Q: Name one step we can take to stop gun violence.
"Name one step we can take to stop gun violence." I was listening to the radio while taking a shower this morning, and this was directed by NPR Morning Edition's Steve Inskeep to Mark Kelly, the husband of Gabby Giffords (the Arizona legislator that was shot in the head by a gunman in 2011).
There is no one answer to "fix" gun violence, but I would like to make a few suppositions:
People choose to buy a gun. They choose to shoot someone. Thus, at its most basic level, a mass shooting is something that a person wants to do. In the San Bernardino case, these were two young people with a six-month-old child. What would compel a young couple to override their parental instinct to stay and care for their little one? I would suppose that they made a conscious choice to do so, regardless of the reason why*.
Guns create a heightened level of entitlement (and a release of dopamine) in most people. Guns aren't inherently bad; they are indeed tools that create a sort of change in a physical state. So, when a person with a heightened sense of entitlement wants to inflict a huge amount of damage, using a powerful tool like a gun is a way of accomplishing that.
Shootings are a real and deadly manifestation of people with poor coping skills. I work with kids almost every day who act up by hitting, throwing tantrums, yelling at their parents, etc. The common denominator in every one of these actions is a lack of coping skills because they can't figure out in the moment how to suppress their egocentricity. These kids aren't "crazy" and often don't need medications. They just have a heightened sense of entitlement.

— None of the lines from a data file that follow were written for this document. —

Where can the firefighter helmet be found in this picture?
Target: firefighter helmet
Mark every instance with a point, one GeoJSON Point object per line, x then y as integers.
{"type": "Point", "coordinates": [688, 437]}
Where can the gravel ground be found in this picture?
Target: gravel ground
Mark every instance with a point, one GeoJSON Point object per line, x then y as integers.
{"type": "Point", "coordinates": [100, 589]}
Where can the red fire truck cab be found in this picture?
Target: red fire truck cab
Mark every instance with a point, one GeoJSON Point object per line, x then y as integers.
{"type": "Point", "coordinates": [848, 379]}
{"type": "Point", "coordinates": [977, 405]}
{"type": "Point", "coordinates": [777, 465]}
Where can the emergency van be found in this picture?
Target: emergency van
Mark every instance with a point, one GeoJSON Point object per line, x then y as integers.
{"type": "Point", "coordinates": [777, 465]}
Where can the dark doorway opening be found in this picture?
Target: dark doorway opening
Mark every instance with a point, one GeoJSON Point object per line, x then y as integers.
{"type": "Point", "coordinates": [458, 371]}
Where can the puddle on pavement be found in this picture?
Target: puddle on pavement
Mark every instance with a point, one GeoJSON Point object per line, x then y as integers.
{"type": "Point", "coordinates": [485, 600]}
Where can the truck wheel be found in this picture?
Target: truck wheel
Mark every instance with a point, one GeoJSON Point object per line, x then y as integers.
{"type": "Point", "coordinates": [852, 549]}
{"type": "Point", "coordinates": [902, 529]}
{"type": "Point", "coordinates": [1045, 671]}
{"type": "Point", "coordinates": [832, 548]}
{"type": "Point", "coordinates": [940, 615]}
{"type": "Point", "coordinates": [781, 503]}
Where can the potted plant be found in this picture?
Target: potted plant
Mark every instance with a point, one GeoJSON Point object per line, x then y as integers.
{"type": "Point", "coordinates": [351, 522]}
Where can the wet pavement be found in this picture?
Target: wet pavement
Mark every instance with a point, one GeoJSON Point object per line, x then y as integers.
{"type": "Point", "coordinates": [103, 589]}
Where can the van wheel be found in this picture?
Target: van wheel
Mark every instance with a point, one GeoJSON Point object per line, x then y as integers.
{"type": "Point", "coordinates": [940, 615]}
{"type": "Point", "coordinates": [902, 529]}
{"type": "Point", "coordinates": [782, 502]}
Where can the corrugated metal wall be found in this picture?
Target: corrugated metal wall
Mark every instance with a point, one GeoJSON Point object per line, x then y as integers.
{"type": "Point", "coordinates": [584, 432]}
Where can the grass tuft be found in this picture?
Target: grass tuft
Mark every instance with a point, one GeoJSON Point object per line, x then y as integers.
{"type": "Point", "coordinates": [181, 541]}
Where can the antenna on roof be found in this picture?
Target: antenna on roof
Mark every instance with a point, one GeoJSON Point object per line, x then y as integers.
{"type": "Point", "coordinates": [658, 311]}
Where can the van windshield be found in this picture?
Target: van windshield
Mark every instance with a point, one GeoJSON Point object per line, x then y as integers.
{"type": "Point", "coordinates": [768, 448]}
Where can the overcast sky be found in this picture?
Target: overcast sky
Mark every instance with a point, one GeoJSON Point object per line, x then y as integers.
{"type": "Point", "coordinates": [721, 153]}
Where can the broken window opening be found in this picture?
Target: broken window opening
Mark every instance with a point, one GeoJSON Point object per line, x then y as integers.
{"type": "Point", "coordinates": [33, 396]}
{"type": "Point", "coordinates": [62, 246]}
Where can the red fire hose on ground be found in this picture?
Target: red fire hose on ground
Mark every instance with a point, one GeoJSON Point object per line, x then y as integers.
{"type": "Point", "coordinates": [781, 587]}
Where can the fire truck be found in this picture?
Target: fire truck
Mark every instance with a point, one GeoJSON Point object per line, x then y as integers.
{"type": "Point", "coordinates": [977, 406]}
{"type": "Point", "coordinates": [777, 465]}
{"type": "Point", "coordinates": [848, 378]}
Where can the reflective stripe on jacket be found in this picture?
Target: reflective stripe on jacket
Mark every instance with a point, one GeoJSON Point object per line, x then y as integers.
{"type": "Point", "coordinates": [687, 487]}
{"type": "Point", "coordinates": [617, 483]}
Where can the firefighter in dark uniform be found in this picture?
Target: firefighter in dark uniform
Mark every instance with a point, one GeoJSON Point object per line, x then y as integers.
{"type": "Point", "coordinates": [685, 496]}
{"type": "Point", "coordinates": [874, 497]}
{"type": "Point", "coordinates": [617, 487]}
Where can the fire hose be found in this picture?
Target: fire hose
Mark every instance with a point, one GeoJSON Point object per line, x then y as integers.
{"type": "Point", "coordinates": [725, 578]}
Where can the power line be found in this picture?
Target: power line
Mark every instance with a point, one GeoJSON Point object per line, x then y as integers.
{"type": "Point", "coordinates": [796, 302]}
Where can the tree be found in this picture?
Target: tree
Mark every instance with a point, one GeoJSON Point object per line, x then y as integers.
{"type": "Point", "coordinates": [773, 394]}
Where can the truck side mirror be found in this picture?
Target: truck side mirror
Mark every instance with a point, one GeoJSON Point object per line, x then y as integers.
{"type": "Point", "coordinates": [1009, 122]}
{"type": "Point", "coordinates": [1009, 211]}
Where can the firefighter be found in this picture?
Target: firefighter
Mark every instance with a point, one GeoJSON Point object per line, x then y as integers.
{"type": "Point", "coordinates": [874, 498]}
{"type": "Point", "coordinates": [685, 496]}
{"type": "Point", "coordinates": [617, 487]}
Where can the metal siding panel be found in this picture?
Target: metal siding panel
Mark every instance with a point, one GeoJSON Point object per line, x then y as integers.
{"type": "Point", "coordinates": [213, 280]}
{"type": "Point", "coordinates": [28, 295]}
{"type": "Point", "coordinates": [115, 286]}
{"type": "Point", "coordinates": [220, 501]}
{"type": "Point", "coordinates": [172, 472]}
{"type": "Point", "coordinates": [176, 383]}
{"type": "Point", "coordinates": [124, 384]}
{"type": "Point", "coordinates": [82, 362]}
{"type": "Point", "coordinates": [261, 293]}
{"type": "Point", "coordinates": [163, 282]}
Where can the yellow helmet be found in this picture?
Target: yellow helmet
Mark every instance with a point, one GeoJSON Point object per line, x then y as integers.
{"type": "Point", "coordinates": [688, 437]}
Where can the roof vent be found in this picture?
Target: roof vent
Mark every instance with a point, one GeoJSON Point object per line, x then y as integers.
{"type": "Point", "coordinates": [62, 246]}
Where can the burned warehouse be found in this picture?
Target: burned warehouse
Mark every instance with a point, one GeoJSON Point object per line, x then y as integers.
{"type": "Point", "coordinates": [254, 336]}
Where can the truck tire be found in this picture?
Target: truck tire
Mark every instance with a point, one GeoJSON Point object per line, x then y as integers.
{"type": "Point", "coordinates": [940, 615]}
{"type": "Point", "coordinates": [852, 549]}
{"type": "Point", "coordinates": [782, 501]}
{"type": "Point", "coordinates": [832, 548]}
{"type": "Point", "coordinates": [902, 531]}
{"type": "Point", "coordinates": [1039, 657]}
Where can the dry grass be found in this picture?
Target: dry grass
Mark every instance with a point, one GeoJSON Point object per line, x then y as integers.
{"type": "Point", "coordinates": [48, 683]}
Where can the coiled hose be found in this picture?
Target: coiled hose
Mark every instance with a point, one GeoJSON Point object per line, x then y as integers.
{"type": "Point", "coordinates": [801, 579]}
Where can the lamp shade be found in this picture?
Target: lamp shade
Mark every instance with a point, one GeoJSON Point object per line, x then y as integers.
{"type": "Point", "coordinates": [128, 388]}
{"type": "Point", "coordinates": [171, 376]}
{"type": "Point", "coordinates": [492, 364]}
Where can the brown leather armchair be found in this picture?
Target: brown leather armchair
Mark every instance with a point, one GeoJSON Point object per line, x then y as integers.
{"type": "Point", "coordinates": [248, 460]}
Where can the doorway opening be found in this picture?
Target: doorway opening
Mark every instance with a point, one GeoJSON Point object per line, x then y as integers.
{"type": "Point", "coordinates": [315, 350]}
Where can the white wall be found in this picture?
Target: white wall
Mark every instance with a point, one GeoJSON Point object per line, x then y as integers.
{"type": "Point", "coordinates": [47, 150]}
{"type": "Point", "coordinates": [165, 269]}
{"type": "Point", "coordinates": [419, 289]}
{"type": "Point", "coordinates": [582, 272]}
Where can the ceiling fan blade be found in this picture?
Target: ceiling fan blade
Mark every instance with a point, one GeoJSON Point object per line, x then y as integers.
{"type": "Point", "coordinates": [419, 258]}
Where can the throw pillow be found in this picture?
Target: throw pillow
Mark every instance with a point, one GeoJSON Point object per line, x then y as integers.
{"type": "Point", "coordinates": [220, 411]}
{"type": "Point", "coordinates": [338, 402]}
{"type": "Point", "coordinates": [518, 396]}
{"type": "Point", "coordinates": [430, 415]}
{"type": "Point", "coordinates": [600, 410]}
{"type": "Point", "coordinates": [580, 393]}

Luckily, they have no means of using a powerful tool to accomplish those ends. Instead, in a series of appointments, the parents, teachers, therapists, and I work with these folks to build frustration-tolerance and decrease selfishness. And most times, it works.
I would contend that most adults have learned coping skills at a level to keep a general social peace. But no social peace is completely impenetrable, and with the health and wealth disparities in America, even the most "balanced" American will stray from their inner "woosah." Thus, we need a system that can teach mindfulness, coping skills, social skills, behavior modification – and if needed – refer to medication.
It must be a system that is not stigmatized and is readily accessible. P.S.Y.C.H. does this from a very early age so that accessing coping skills and reaching out for help becomes a social norm rather than resorting to mass shootings and irreversibly tearing our social fabric.
*Social isolation *Workplace violence
*Suicidal ideations
*Terrorism
*Religious radicalization
*Racism
*Poverty
*Personal grievances
*Sociopolitical disagreements
*Mental illness (with the exception of particular diagnoses, such as schizophrenia, where the patient's very perception of reality is skewed due to biological/genetic reasons)
In regards to access to guns, that's a whole other topic for a different blog.